Water turns brackish as project advances
Dirt piles to be removed after two weeks
Marion residents have been finding brown water and sometimes foul-smelling water coming out of their pipes amid efforts to replace city lines in their neighborhoods.
Large mounds of dirt piled up in bunkers have made streets look like war zones in areas where lines are being worked on.
Darin Neufeld, engineer with EBH, engineering, which is supervising the project, apologized for the mess and inconvenience.
“I know it’s unsightly during work, but there is no doubt it is the only way to get a new water system installed,” he said.
Kari Newell, who lives in the 200 block of Tanglewood said water she found Monday in her bathtub looked like beer or urine.
“It’s been on and off for a few years,” she said. “Then, as soon as they started the water project, it seemed to get much worse. It smells like a sewer. We call in for a line flush and — nothing.”
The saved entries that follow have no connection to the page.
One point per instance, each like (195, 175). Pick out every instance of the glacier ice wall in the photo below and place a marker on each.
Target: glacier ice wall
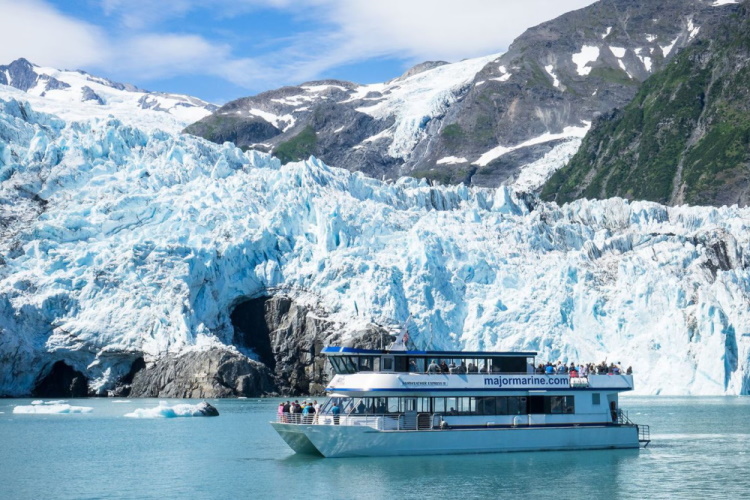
(117, 242)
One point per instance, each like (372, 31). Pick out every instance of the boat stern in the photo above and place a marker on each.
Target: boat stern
(296, 437)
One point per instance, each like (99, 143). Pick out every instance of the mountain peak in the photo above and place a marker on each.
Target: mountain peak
(79, 95)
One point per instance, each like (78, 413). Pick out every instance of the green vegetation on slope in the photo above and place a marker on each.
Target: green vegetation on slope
(298, 147)
(685, 137)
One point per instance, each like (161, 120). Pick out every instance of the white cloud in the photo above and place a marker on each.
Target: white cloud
(339, 32)
(441, 29)
(38, 32)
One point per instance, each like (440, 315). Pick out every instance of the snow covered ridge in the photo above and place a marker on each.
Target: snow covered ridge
(117, 242)
(77, 95)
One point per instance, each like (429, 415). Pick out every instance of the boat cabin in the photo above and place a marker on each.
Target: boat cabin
(347, 361)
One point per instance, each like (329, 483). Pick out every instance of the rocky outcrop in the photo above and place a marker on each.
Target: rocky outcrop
(683, 139)
(215, 373)
(550, 84)
(62, 381)
(288, 338)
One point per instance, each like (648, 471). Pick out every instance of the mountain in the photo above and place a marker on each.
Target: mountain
(135, 260)
(79, 95)
(480, 120)
(685, 138)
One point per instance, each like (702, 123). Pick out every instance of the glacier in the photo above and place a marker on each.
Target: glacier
(120, 241)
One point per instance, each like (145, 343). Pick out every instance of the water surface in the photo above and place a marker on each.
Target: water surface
(699, 450)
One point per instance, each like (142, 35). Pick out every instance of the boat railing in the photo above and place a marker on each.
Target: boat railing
(644, 431)
(378, 421)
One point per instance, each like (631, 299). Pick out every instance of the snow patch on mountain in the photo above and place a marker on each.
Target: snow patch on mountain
(79, 96)
(141, 242)
(588, 54)
(416, 100)
(499, 151)
(535, 174)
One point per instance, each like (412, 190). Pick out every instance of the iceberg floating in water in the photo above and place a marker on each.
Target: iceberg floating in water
(164, 410)
(49, 409)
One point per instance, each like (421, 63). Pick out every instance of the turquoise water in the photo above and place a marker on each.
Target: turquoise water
(700, 449)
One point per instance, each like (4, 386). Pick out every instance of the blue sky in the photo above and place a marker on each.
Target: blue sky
(220, 50)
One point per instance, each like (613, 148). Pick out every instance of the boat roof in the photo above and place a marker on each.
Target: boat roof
(347, 351)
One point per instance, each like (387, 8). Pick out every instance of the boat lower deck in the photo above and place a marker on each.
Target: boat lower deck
(356, 441)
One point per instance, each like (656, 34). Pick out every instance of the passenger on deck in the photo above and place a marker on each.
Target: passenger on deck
(336, 412)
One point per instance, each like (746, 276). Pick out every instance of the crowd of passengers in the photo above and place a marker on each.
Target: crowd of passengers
(574, 370)
(296, 412)
(583, 370)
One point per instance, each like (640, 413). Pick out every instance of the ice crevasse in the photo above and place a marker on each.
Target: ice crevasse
(118, 241)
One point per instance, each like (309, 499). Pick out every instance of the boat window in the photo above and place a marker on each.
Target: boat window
(417, 365)
(401, 365)
(393, 405)
(439, 405)
(335, 364)
(570, 405)
(556, 404)
(387, 364)
(451, 406)
(486, 406)
(516, 405)
(423, 405)
(365, 363)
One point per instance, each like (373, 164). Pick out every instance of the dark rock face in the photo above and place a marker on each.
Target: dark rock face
(289, 338)
(62, 381)
(215, 373)
(547, 81)
(685, 137)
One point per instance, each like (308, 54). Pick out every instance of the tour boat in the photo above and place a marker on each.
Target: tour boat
(395, 402)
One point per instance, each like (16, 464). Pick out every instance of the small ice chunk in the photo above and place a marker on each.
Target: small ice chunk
(164, 410)
(49, 409)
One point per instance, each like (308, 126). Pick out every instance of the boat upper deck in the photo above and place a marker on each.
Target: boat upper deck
(359, 371)
(347, 360)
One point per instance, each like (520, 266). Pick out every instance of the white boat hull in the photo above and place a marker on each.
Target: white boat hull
(363, 441)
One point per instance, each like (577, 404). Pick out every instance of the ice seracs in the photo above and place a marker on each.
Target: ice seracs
(119, 242)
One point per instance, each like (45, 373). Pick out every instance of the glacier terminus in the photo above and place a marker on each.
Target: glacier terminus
(119, 243)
Other residents said nasty smelling water had ruined clothes and towels. Some said they had to clean constantly to keep fixtures from turning brown.
Neufeld advises residents who see discoloration to flush their house.
“We get that rusty color because that’s the stuff in the old water mains, which is why there is a water-line project,” he said. “Anything you can do to run water — that’s the only way to clear it up.”
The project will replace service lines up to each residents’ meter. In many cases older lines that run into homes and will not be replaced are in bad shape.
Homeowners curious about their water line may check with the city because workers are taking an inventory of water lines.
“We can tell you what type of line you have and whether or not it should be replaced by a plumber,” Neufeld said.
The mounds of earth need to be left for two weeks to let dirt settle, he said.
Sites then will be graded and reseeded.
“We need to leave it there,” he said. “If we scrape it bare right now, within weeks the dirt will settle, and we will have to haul dirt right back in.”